Martowardojo Moves Closer to Bank Indonesia Governor Role
President Susilo Bambang Yudhoyono made progress on his bid to appoint Indonesia Finance Minister Agus Martowardojo the next central bank chief as a parliamentary panel agreed to put the candidate through a fit-and-proper test.
“Agus Martowardojo meets the criteria,” Emir Moeis, chairman at the Indonesian parliament’s Commission XI, which oversees financial affairs, told reporters in Jakarta after a more than two-hour meeting late yesterday. “If we are to replace the finance minister again, this will create new risks and that’s what took us so long to consider.”
The president last month nominated Martowardojo as his sole candidate to succeed Bank Indonesia Governor Darmin Nasution, whose term ends May 23. Martowardojo, 57, was rejected for the top central bank post by the committee when Yudhoyono proposed him in 2008.
Last night’s decision advances Yudhoyono’s bid to reshuffle his top policy-making team as Southeast Asia’s biggest economy grapples with a weakening currency, a current-account deficit and inflation stemming from power-tariff increases and higher wages. The president’s choice of Martowardojo had met with mixed reactions as some analysts questioned his record as finance minister and others praised his banking experience.
“It is important that parliament does not prolong the uncertainty,” Helmi Arman, a Jakarta-based economist at Citigroup Inc., said before the committee’s decision. “BI must not be left without a solid leadership, especially as the macro environment has become more challenging.”
The Indonesian rupiah was little changed at 9,688 a dollar while the Jakarta Composite index of shares rose 1 percent as of 11:07 a.m. local time today. The currency has fallen more than 5 percent in the past 12 months, the worst performer after the yen and Indian rupee among 11 Asian currencies tracked by Bloomberg.
The decision to proceed with Martowardojo’s nomination was unanimous, said Maruarar Sirait, a commission member from the Indonesian Democratic Party of Struggle.

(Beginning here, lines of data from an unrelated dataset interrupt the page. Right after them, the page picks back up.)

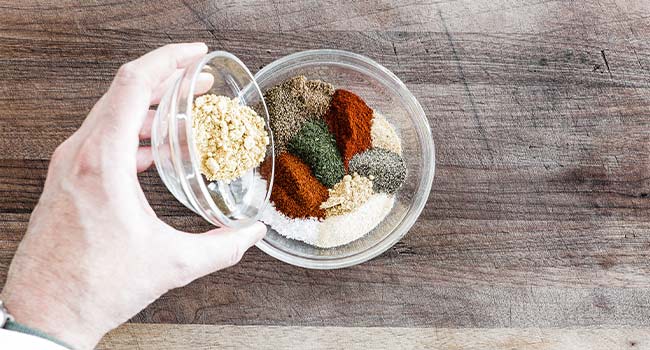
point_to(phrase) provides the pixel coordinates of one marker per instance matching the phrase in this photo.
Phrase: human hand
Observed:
(95, 253)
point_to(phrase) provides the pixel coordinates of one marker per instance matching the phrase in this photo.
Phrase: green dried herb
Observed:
(316, 146)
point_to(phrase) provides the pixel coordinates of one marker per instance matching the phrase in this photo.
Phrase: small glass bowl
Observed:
(241, 202)
(385, 93)
(235, 204)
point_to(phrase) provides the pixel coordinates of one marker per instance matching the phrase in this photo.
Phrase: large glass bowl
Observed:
(385, 93)
(232, 204)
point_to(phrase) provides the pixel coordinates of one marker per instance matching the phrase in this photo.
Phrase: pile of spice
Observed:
(229, 137)
(338, 163)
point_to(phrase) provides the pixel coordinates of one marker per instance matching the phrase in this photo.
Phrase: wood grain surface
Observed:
(540, 111)
(173, 337)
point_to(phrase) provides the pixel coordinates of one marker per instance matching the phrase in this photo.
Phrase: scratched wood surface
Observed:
(173, 337)
(540, 110)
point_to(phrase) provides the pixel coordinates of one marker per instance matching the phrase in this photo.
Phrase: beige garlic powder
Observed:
(347, 195)
(230, 138)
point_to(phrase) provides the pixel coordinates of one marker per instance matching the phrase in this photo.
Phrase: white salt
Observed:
(305, 230)
(336, 230)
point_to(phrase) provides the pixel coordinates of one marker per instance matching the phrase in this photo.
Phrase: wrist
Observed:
(50, 317)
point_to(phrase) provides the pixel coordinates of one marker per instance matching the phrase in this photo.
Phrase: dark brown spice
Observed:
(296, 192)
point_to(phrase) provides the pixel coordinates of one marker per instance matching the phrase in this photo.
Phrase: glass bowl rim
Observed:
(428, 148)
(223, 219)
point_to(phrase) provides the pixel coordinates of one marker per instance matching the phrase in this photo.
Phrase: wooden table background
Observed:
(536, 233)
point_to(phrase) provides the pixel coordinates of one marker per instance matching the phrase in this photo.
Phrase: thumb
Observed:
(220, 248)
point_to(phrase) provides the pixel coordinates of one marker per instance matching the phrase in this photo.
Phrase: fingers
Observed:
(145, 130)
(203, 85)
(217, 249)
(143, 158)
(134, 85)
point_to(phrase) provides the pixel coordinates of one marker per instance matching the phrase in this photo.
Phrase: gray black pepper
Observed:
(386, 167)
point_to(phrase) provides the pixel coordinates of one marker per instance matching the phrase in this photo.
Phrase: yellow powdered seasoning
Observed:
(230, 138)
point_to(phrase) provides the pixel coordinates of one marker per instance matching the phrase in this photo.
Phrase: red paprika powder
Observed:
(296, 191)
(350, 119)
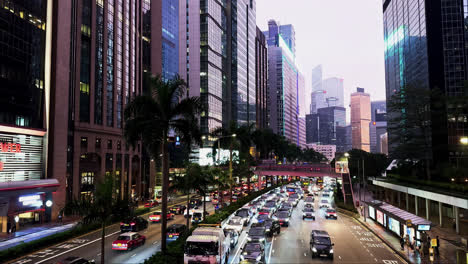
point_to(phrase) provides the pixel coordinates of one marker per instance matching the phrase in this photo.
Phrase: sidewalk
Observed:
(449, 242)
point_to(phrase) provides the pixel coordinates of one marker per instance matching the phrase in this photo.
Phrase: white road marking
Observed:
(80, 246)
(271, 248)
(238, 250)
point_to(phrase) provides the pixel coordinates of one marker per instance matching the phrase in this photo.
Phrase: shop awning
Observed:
(399, 214)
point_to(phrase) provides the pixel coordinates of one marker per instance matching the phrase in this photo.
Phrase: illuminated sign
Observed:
(285, 47)
(30, 200)
(394, 37)
(424, 227)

He said that it’s the president’s right to nominate only one candidate, adding that several factions suggested naming more than one.

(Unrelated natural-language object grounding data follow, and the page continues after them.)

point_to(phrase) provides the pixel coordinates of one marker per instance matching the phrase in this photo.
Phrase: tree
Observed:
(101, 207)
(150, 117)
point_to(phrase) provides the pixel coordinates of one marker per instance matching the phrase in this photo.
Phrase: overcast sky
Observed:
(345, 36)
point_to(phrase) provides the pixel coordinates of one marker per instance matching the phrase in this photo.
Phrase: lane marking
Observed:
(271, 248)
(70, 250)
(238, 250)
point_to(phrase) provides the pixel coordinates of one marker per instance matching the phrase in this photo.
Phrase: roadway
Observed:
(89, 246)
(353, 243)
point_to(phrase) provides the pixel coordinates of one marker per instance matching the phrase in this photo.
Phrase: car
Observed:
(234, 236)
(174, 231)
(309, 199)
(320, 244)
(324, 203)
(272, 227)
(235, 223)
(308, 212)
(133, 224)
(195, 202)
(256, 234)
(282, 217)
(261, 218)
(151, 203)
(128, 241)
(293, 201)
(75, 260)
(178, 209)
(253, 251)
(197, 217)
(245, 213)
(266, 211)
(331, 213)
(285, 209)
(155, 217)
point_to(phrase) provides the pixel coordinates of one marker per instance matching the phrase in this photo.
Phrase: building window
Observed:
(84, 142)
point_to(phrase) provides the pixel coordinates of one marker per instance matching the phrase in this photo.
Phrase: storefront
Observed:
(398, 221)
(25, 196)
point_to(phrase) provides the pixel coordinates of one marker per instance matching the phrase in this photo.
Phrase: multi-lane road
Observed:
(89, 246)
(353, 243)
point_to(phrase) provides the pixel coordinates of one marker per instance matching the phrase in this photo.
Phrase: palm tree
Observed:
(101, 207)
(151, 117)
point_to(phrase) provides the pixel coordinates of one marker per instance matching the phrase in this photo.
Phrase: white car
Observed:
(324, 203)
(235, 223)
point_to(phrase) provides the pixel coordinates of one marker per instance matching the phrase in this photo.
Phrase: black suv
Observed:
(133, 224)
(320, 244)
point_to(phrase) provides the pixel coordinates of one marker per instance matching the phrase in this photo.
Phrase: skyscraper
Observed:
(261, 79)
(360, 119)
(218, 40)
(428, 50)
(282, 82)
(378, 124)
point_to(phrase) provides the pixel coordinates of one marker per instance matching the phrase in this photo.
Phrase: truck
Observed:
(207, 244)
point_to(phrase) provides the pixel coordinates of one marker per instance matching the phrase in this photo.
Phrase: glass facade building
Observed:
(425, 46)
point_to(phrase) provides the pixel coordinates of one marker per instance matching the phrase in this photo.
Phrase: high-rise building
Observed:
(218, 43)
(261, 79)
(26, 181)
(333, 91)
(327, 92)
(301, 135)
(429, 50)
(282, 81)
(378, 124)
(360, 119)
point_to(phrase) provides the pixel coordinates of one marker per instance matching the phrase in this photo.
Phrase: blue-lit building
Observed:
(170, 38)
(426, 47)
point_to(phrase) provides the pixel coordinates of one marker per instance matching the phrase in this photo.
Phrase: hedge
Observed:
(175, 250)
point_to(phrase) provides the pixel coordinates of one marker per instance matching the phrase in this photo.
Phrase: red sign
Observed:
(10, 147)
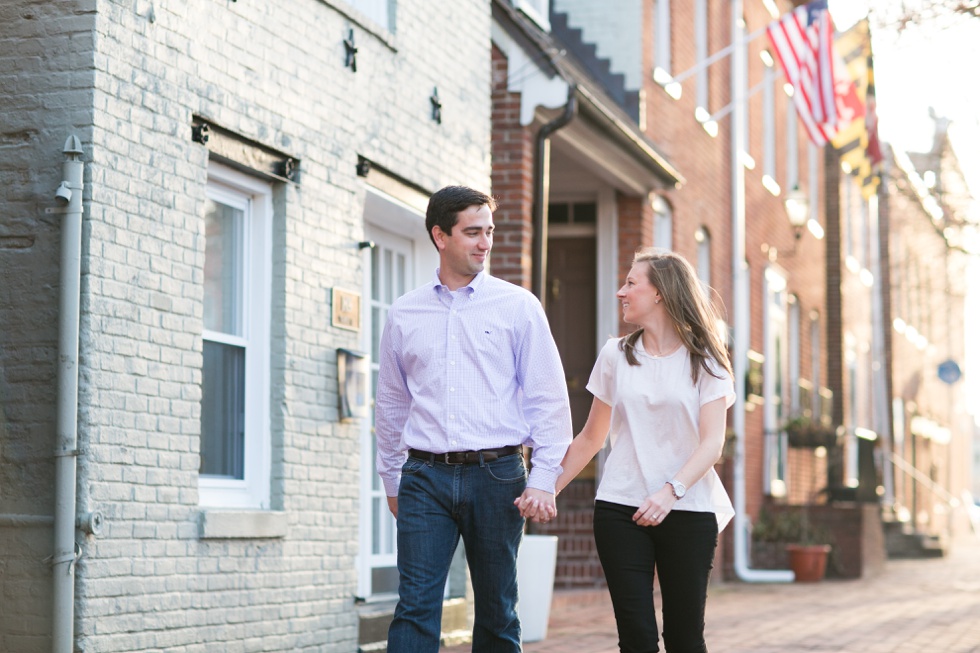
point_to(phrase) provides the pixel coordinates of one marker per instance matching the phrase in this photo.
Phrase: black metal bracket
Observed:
(436, 106)
(350, 59)
(363, 166)
(200, 133)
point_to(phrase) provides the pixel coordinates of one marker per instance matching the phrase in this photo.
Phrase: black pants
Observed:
(682, 549)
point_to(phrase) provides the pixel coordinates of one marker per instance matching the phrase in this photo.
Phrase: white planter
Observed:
(535, 584)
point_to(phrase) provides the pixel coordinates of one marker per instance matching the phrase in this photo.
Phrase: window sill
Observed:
(243, 524)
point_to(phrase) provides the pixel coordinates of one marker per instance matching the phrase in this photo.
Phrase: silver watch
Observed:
(678, 488)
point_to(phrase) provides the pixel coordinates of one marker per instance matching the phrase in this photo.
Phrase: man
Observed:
(468, 372)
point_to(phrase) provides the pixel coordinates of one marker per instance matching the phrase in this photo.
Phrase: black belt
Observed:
(466, 457)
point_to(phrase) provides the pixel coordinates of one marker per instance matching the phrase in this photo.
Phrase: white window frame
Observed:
(700, 54)
(703, 238)
(661, 36)
(775, 379)
(254, 198)
(794, 345)
(793, 148)
(769, 130)
(663, 223)
(815, 356)
(384, 213)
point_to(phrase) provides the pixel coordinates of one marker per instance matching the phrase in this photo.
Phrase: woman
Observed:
(661, 393)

“After this process, I think Martowardojo will become the BI governor,” Harry Su, a Jakarta-based head of research at PT Bahana Securities, said by phone today. “The biggest risk for Indonesia and the new governor obviously is maintaining both inflation as well as currency volatility.”

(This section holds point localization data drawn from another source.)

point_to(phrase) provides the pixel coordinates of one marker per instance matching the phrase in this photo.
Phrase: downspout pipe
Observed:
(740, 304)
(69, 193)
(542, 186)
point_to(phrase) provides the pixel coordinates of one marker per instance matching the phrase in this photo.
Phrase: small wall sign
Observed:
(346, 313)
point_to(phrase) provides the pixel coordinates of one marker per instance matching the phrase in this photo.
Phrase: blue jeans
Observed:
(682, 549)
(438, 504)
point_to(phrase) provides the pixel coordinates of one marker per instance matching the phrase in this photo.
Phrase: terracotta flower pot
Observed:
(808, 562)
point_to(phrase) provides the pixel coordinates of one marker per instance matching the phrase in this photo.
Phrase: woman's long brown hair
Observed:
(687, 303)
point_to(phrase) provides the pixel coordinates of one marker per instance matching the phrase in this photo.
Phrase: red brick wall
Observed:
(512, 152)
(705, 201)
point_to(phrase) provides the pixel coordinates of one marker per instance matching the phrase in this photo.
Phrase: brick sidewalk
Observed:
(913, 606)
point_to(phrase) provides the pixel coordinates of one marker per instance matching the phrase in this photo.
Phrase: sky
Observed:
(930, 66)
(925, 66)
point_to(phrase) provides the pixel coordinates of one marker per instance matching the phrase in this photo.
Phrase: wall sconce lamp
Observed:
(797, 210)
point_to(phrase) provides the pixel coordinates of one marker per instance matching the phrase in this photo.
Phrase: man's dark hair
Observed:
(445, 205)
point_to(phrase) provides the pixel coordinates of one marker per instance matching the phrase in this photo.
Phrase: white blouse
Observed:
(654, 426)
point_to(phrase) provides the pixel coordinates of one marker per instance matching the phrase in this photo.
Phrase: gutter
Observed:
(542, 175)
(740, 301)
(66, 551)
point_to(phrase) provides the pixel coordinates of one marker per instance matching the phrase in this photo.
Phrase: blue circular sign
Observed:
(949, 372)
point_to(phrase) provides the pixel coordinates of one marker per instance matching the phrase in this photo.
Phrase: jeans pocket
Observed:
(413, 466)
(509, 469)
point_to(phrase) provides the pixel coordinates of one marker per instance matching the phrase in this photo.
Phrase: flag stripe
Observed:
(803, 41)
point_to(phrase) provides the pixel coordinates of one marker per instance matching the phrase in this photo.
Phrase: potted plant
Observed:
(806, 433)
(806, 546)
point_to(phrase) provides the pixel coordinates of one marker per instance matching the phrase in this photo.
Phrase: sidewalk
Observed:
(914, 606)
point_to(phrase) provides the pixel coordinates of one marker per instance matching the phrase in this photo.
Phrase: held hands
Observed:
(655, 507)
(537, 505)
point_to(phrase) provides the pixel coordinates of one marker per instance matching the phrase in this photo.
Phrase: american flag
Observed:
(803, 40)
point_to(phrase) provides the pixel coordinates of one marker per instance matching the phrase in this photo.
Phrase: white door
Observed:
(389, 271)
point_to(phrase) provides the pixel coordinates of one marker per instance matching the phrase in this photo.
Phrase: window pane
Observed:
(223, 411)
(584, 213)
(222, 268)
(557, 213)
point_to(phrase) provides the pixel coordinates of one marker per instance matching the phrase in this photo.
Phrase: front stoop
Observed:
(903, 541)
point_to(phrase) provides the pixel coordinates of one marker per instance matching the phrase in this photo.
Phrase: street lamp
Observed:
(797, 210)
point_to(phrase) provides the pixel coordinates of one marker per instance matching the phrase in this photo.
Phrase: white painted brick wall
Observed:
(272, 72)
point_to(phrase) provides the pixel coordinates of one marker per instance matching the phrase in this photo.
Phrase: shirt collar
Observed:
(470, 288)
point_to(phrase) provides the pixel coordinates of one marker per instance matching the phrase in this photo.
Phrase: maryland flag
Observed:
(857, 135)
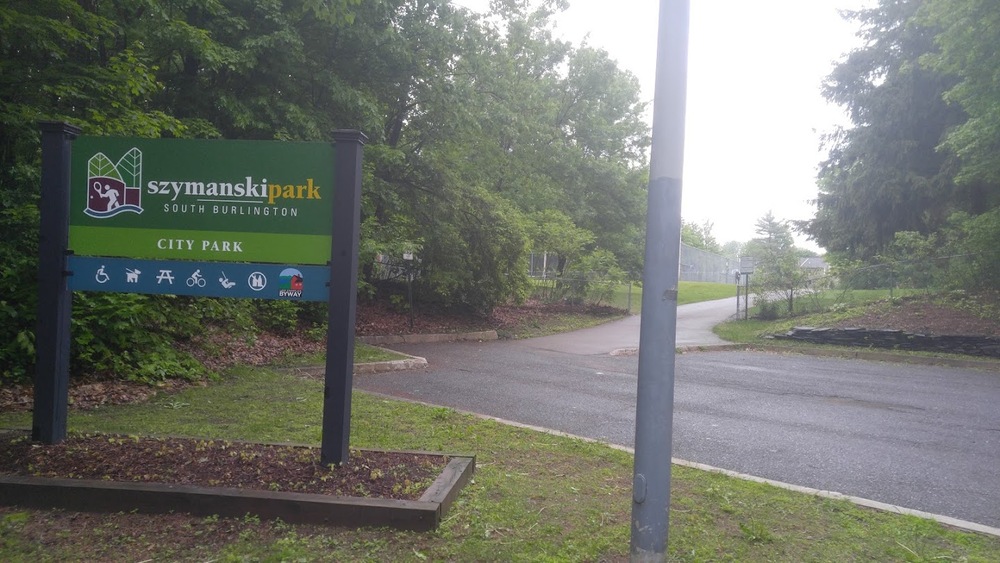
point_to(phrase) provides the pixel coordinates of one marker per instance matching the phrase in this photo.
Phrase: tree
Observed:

The finance committee has 14 members from Yudhoyono’s Democrat Party faction, 10 from the Golkar faction, and eight from former President Megawati Soekarnoputri’s Indonesian Democratic Party of Struggle faction among its 49 members. After a candidate passes the commission’s scrutiny, the decision would then have to be endorsed by a plenary session of parliament.
The commission will hold Martowardojo’s fit-and-proper test on March 25, with a decision probably as soon as the next day, said Achsanul Qosasi, a member from Yudhoyono’s Democrat Party. The finance commission decided to proceed with the test for Martowardojo to avoid a prolonged vacancy at Bank Indonesia, Sirait said. Still, the date chosen gives the president time to submit another name if he decides to do so, said Harry Azhar Azis, a vice chairman at the panel.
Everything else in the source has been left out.